Inversely, if any of the Parties had requested clarification from the Panel regarding Mr. Campbell's dissent award, Mr. McLaren and I would have remained silent and offered that he provide the explanation himself.
Now, the Panel is currently in receipt of a Motion to reconsider the initial decision.
Please note that this Motion is currently being reviewed by the Panel; each Panel member will have the opportunity to participate in the decision-making process.
Yours truly, Patrice Brunet
We do not yet have copies of the original motion, the reply brief, or the motion to reconsider.
14 comments:
What nonsensical twaddle from arbitration chair Brunet.
It looks like the kangaroo panel is in session.
If I didn't actually read it, I would never have believed it. This is the same way I felt after reading the 2 to 1 Interlocutory Order.
The WADA Code and the Supplimentary Procedures do not mandate this result.
We are witnessing all this as a result of Landis' "open hearing" request.
Thank You Floyd but Godspeed, as well.
Bill
I am a proud Canadian, but the conduct of these Canadian lawyers are an embarrassment - McLaren, Brunet and Pound!!!
At first I was appalled at how the lab could screw things up so badly.
Now I am appalled about how brazenly the panel can screw things up.
Floyd’s right. the WADA system is irreparably broken.
It looks like the lunatics have finally taken over the asylum.
Are Floyd and his team the only sane people involved with this case ?. Everybody else seems to be a complete basket case. Words fail me ... unbelievable !
Or...the USADA is setting up reasons to drop the case at 11:59 May 13th...
Just wishful thinking but this whole thing stinks.
Anyone check out the latest issue of Bicycling Mag and read the article on Landis? There's a paragraph or two about P. Scott and why he joined Landis' team. It also seems as though he and Catlin might be going against each other in the case.

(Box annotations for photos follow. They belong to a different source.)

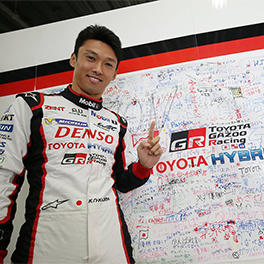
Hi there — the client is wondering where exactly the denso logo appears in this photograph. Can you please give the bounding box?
[45,105,65,111]
[55,126,114,144]
[169,127,206,152]
[0,124,13,132]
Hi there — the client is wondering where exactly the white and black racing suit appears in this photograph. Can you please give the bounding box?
[0,86,150,264]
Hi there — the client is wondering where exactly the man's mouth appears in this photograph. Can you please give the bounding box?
[86,75,103,83]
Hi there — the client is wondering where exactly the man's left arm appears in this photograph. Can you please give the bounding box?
[113,122,162,192]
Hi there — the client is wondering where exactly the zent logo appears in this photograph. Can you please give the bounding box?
[169,127,206,152]
[0,124,13,132]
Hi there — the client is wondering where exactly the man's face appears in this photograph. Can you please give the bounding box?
[70,39,117,99]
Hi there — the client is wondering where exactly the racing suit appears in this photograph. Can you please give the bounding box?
[0,86,150,264]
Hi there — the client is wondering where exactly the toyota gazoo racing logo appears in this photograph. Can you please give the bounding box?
[169,127,206,152]
[61,153,107,166]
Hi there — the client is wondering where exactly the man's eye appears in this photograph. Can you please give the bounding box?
[86,56,95,61]
[105,62,114,68]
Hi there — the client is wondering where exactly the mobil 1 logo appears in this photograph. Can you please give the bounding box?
[169,127,206,152]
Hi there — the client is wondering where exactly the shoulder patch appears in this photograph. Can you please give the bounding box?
[16,92,41,108]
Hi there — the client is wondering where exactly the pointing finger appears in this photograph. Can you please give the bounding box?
[148,121,155,141]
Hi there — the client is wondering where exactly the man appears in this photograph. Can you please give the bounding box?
[0,26,162,264]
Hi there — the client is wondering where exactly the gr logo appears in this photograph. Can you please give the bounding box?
[170,127,206,152]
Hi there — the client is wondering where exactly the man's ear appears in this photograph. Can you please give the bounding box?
[112,70,117,81]
[70,53,77,68]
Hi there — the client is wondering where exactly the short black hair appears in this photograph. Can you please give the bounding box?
[74,25,122,66]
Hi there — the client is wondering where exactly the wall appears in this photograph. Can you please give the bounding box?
[0,0,264,263]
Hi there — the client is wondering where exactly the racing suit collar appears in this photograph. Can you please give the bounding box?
[61,84,103,110]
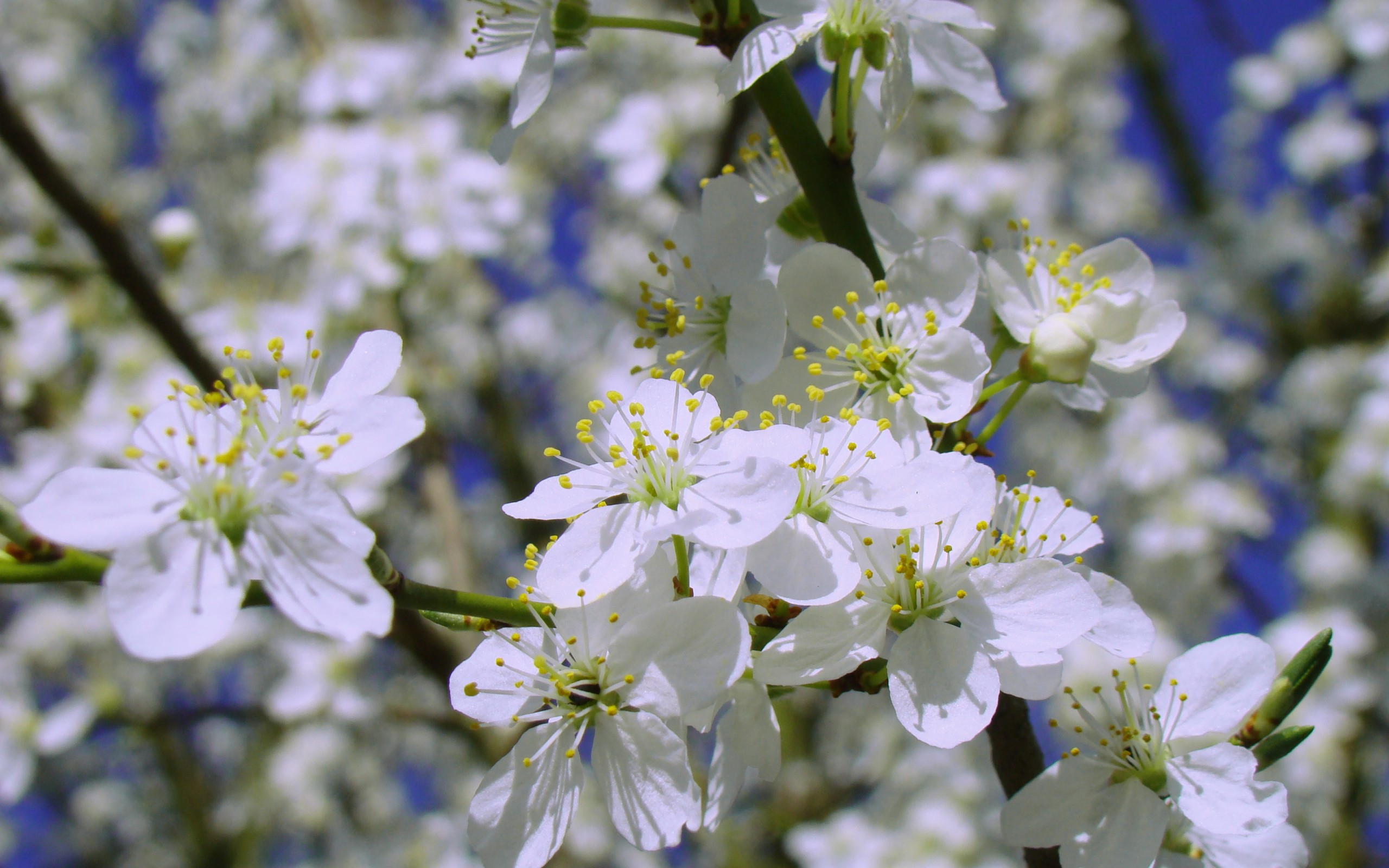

I hope the non-cycling world takes note to what is going on here. How any sane person could still believe that Floyd is getting a fair hearing is beyond me. Just keep shedding the light on them Floyd!
Mike
Green MTN.
Is this the kind of stuff that happens behind the WADA steel curtain when the doors are closed? Did the arbs forget people are now watching? What Idiots! Bill Hue,Is it even Legal for them to make a ruling without consulting/informing all arbs? if not the DOJ needs to be involved NOW!
A true Kangaroo Court. I always thought it only happened in the movies these days. Now if I only had time to go to the Peperdine ZOO to see the Kangaroo's in action. Watch out Floyd, Kangaroos are known as dirty fighters, as we are seeing.
Atown, Tx.
I checked out the AAA arbitration rules.
IT appears to require that all meet to make all decisions but others have interpreted the rule to mean only two have to meet at any time.
Bill
This makes me wonder if USADA/WADA realize their case can not stand on its own merits and are reverting to everything they can to get the outcome they want....To include having the ears and pens of two of the arbitors!
Anon 6:54,
I agree with your statement. It truly stinks, it's also what Dick calls the non-analytical positive.
"I am currently out of town, and only have limited access to emails."
Little white lie? ["I was away from my desk"]
Or indication of general level of concern? ["I didn't bother to bring my laptop."]
Maybe Brunet was still in China with the rest of the Olympic cabal?
At least the idiots in your country aren't running a bankrupting warzone in the Middle East...
When the dissent is pages longer than the originating order, there's monkeys-work going on...
ZENmud
pem said...
I am a proud Canadian, but the conduct of these Canadian lawyers are an embarrassment - McLaren, Brunet and Pound!!!